2

I am trying to do anomaly detection on a heterogeneous dataset (There are unknown groups present in the dataset). I want to try multivariate Gaussian distribution based approach, but I was thinking of the following problem:

Should I try to use a single multivariate Gaussian distribution for the entire dataset or should I try to cluster the dataset first and for each of the clusters, I should use a different multivariate Gaussian distribution? My intuition tells me to do the latter, but I am a bit hesitant to use K-Means clustering (My dataset has millions of records, but few features < 100).

Would you kindly advise?

Ferdi
  • 4,882
  • 7
  • 42
  • 62
Learning_Spark
  • 231
  • 3
  • 5
  • 1
    I have seen the following question: http://stats.stackexchange.com/questions/118168/clustering-based-anomaly-detection and I completely agree with Anony-Mousse.

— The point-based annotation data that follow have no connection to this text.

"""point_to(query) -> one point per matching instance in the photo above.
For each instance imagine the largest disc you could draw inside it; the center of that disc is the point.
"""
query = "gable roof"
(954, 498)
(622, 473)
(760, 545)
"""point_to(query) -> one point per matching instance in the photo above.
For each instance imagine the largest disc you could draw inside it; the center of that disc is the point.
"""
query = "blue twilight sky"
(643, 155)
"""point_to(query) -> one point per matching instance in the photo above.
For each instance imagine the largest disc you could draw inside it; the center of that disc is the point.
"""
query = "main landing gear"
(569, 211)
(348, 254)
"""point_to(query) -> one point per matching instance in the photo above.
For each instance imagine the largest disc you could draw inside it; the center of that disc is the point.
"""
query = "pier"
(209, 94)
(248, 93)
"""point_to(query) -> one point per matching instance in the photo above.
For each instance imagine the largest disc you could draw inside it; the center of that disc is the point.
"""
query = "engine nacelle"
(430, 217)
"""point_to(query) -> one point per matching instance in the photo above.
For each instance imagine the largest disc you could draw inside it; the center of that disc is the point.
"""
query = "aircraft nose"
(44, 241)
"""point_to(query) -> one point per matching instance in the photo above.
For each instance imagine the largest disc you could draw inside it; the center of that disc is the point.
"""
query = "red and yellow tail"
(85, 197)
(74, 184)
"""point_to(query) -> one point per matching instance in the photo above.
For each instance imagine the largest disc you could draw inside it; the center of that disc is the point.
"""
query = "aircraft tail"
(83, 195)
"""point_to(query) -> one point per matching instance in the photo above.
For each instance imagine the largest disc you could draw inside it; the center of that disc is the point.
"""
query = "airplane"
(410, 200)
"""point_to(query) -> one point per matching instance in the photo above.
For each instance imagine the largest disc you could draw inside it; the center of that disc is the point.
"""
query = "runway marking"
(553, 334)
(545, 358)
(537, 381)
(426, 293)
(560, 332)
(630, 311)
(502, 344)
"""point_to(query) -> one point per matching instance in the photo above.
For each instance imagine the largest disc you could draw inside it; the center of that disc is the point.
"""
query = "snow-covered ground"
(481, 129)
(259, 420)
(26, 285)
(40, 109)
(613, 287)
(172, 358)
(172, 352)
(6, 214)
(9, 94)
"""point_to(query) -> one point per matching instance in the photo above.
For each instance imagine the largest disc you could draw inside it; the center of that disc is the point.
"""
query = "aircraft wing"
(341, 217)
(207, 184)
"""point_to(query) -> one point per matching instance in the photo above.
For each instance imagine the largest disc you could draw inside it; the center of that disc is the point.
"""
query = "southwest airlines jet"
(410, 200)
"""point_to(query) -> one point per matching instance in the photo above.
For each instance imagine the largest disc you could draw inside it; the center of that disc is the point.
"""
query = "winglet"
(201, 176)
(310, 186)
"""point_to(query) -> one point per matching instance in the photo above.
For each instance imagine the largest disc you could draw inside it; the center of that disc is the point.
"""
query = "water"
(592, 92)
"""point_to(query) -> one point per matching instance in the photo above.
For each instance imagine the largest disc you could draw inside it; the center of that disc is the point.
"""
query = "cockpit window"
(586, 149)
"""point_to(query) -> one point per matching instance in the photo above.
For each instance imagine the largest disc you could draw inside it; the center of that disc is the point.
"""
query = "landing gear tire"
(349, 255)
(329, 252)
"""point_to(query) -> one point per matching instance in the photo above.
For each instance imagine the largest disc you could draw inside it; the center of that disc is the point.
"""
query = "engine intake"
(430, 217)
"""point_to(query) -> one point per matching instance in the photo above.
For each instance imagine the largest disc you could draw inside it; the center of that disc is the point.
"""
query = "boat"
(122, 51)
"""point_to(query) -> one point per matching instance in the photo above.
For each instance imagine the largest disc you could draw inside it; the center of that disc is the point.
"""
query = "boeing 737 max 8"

It would be great to have some reference(s) which state that "KMeans simply doesn't work". I also want to know which algorithm(s) may work in my case. – Learning_Spark Dec 19 '14 at 18:30

1 Answers1

3

If you plan on assuming Gaussian distributions, use Gaussian Mixture Modeling (EM algorithm on Wikipedia) instead of k-means. Why optimize the squared deviations, when you could instead optimize the fit of your gaussian distributions?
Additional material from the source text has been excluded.